May 2014

Volume 29 Number 5

# Test Run : Association Rule Learning

James McCaffrey

Association rule learning is a technique from the field of machine learning that extracts if-then rules from a set of data. For example, if the data being explored is a set of supermarket transactions, one association rule might be, “IF a customer buys apples and coffee THEN there is a high likelihood he will also buy butter and donuts.”

There are several types of association rules. This article explains how to extract high-confidence rules, which are characterized by being true in a specified minimum percentage of the transactions being analyzed. Association rule learning can be applied to many kinds of data besides purchasing transactions, including system log files, user search queries and natural UI commands. This article explains how high-confidence association rule learning works and presents a complete demo program.

The best way to see where this article is headed is to take a look at the demo program in Figure 1. The demo sets up 10 dummy transactions, encoded so each item is a 0-based value. For example, the first transaction is (0 3 4 11), which means that items 0, 3, 4 and 11 occur together. In most cases, duplicate transactions are allowed, such as transactions 2 and 3.

Figure 1 Finding High-Confidence Association Rules

Although you can perform a search for high-confidence association rules directly on the encoded transactions data, in most situations frequent item-sets are first extracted from the transactions. An item-set is a subset of all possible transactions, and frequent item-sets are those that meet some user-specified minimum number of occurrences (called the support level) in the transactions set. In the demo, using a support value of 0.30 (so an item-set must occur in at least 0.30 * 10 = 3 transactions), there are eight frequent item-sets. The first is (2 5). Items 2 and 5 occur together in three transactions: 7, 8 and 9. Frequent item-sets eliminate outlier transactions that might generate a very high-confidence rule but are so rare the rule isn’t particularly relevant. In most cases, frequent item-sets are distinct, with no duplicates allowed. Extracting frequent item-sets from transactions is a surprisingly difficult task. See “Frequent Item-Sets for Association Rule Learning” in the January 2013 issue of MSDN Magazine at msdn.microsoft.com/magazine/dn519928.

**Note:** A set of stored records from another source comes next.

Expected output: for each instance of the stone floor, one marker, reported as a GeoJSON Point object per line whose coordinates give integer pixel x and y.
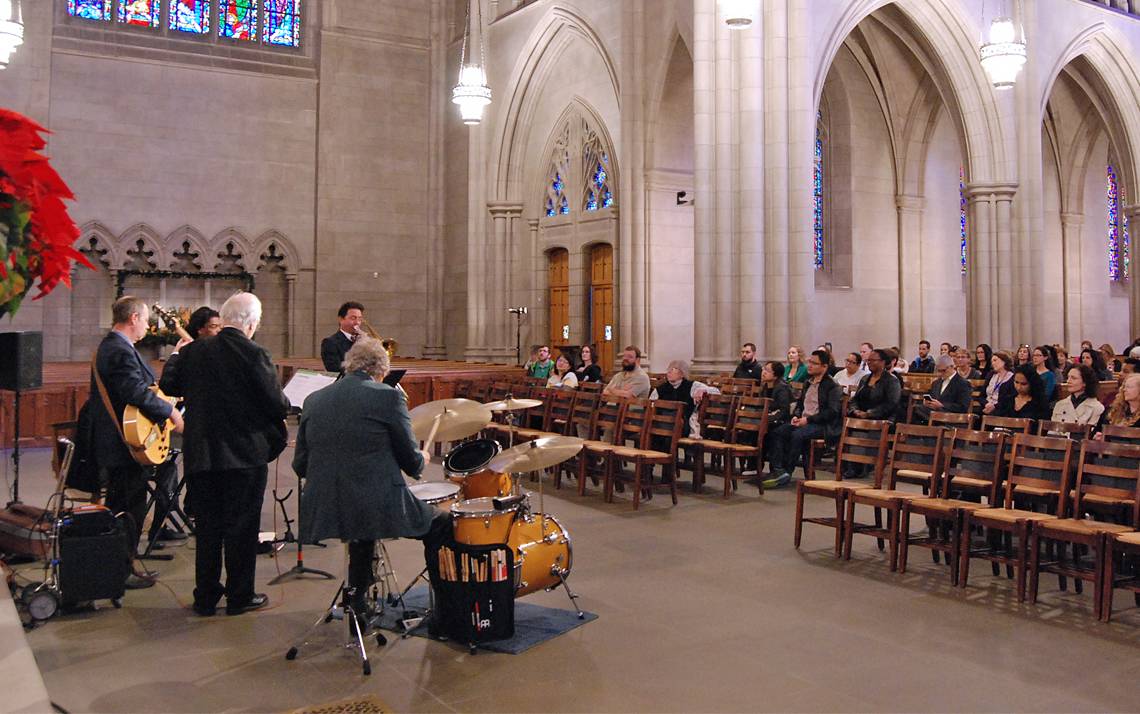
{"type": "Point", "coordinates": [705, 606]}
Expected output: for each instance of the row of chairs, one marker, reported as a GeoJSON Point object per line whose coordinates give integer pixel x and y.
{"type": "Point", "coordinates": [1033, 503]}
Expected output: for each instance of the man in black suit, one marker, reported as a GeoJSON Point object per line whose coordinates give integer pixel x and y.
{"type": "Point", "coordinates": [127, 379]}
{"type": "Point", "coordinates": [335, 346]}
{"type": "Point", "coordinates": [950, 392]}
{"type": "Point", "coordinates": [236, 426]}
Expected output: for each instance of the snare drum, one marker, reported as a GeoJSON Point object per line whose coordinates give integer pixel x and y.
{"type": "Point", "coordinates": [466, 465]}
{"type": "Point", "coordinates": [475, 521]}
{"type": "Point", "coordinates": [439, 494]}
{"type": "Point", "coordinates": [542, 553]}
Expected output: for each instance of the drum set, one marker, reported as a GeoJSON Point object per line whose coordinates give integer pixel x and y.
{"type": "Point", "coordinates": [483, 493]}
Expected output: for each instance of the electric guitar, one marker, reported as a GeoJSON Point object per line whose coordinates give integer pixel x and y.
{"type": "Point", "coordinates": [149, 441]}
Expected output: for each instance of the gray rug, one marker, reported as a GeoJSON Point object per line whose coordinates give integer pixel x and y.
{"type": "Point", "coordinates": [534, 624]}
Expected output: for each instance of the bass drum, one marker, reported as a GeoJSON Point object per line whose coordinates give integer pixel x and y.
{"type": "Point", "coordinates": [543, 551]}
{"type": "Point", "coordinates": [466, 465]}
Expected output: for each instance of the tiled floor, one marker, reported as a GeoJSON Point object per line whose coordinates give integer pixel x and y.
{"type": "Point", "coordinates": [705, 606]}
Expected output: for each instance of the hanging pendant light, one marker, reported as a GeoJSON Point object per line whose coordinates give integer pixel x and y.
{"type": "Point", "coordinates": [1003, 56]}
{"type": "Point", "coordinates": [472, 92]}
{"type": "Point", "coordinates": [11, 30]}
{"type": "Point", "coordinates": [739, 14]}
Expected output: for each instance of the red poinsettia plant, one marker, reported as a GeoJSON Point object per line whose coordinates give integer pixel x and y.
{"type": "Point", "coordinates": [37, 235]}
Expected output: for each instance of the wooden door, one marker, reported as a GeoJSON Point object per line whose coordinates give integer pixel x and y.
{"type": "Point", "coordinates": [559, 300]}
{"type": "Point", "coordinates": [602, 330]}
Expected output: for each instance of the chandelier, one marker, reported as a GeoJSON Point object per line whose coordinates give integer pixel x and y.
{"type": "Point", "coordinates": [472, 92]}
{"type": "Point", "coordinates": [738, 14]}
{"type": "Point", "coordinates": [1004, 54]}
{"type": "Point", "coordinates": [11, 30]}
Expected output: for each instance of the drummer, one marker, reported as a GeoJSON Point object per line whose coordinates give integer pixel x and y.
{"type": "Point", "coordinates": [353, 441]}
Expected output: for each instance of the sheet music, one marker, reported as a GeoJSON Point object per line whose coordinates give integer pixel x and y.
{"type": "Point", "coordinates": [304, 382]}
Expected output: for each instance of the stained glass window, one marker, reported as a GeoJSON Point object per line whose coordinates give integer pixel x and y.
{"type": "Point", "coordinates": [961, 214]}
{"type": "Point", "coordinates": [282, 23]}
{"type": "Point", "coordinates": [190, 16]}
{"type": "Point", "coordinates": [144, 13]}
{"type": "Point", "coordinates": [89, 9]}
{"type": "Point", "coordinates": [1118, 240]}
{"type": "Point", "coordinates": [238, 19]}
{"type": "Point", "coordinates": [817, 197]}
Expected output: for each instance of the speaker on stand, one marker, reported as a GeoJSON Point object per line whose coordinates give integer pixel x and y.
{"type": "Point", "coordinates": [21, 368]}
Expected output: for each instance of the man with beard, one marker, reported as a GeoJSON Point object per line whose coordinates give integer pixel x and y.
{"type": "Point", "coordinates": [632, 381]}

Behind the scenes, the demo uses the list of frequent item-sets to generate candidate rules. Each candidate rule is evaluated to determine if the rule meets a user-supplied minimum threshold of likelihood called the confidence value. Those candidate rules that meet or exceed the likelihood level are identified as high-­confidence rules. In the demo, the confidence value is set to 0.700, which means that a candidate rule must be true for at least 70 percent of the transactions for which the rule is applicable.

In the demo, 16 high-confidence rules were found. The first rule listed is IF (2) THEN (5), with a computed 0.75 confidence value. You can think of this as, “If a transaction has item 2, then the transaction probably also contains item 5.” The IF part of the rule, which is called the antecedent, applies to four transactions: 6, 7, 8 and 9. The rule is true for three of those four transactions: 7, 8 and 9, so the computed confidence is 3/4 = 0.75.

Notice that high-confidence rules are not necessarily symmetric. There is no IF (5) THEN (2) rule because that rule is applicable to transactions 1, 4, 5, 7, 8, and 9, but is true only for transactions 7, 8, and 9, so the confidence value of 3/6 = 0.50 doesn’t meet the minimum 0.700 value.

This article assumes you have advanced programming skills but doesn’t assume you know anything about association rule learning. The demo program is coded using C# but you should be able to refactor the code to other .NET languages such as Visual Basic or IronPython without too much difficulty. Most normal error-checking has been removed to keep the size of the code small and the main ideas clear. The complete source code for the demo is presented in this article and the code is also available as a download from msdn.microsoft.com/magazine/msdnmag0514.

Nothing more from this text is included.